What he certainly wouldn’t have envisaged is me eating the poor bird.Just when you think you have tasted every culinary delight there is, you come across a well-kept secret after a trip to Stornoway, on the Hebridean Isle of Lewis where London seems an inter-galactic journey away.

This is where we landed with the F-Word film crew to investigate the annual culling of a little-know delicacy: the gannet.

Delicacy is perhaps a little misleading for here we have the time-honoured staple diet of the Hebridean fisherman when boiling seas demanded boats remained safe in their port.

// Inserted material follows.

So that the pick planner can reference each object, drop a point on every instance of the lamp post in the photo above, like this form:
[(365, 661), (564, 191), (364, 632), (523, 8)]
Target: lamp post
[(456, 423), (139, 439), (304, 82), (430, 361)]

Researching this is a bit like looking into the bank accounts of the Mafia, so close are cards held to a culler’s chest.The secrecy of this annual September activity ensured we saw little more than a trawler returning laden with gannets which have breathed their last.

When we went out to meet the ship and its protected cargo in our semi-rigid ex-RN inflatable, diving through the waves at 45 knots, we failed to find the welcome we had hoped for and instead had to return to shore and stove to carry on the adventure.

As with the culled seal, the gannet meets its end with the help of a club.

This is not the PC way nowadays and may well explain the cloak-and-dagger approach of the players. Once dispatched the gannet will be soaked in brine to preserve it for the weeks ahead.

From the kitchen, where the bird will be boiled and served with tatties, came a taste of duck mixed with mackerel,all to be washed down with milk.

If this is their idea of a winter feast then let’s add root vegetables, cardamom pods and star anise to the pot in order to produce a gannet soup of unrefined strength and taste.

A rare delicacy that maybe wouldn’t just remain in the Western Isles but would be flown around the world to the delight of foodies with big cheque books.

To date it is not to be found on the menu in my restaurants. But maybe soon.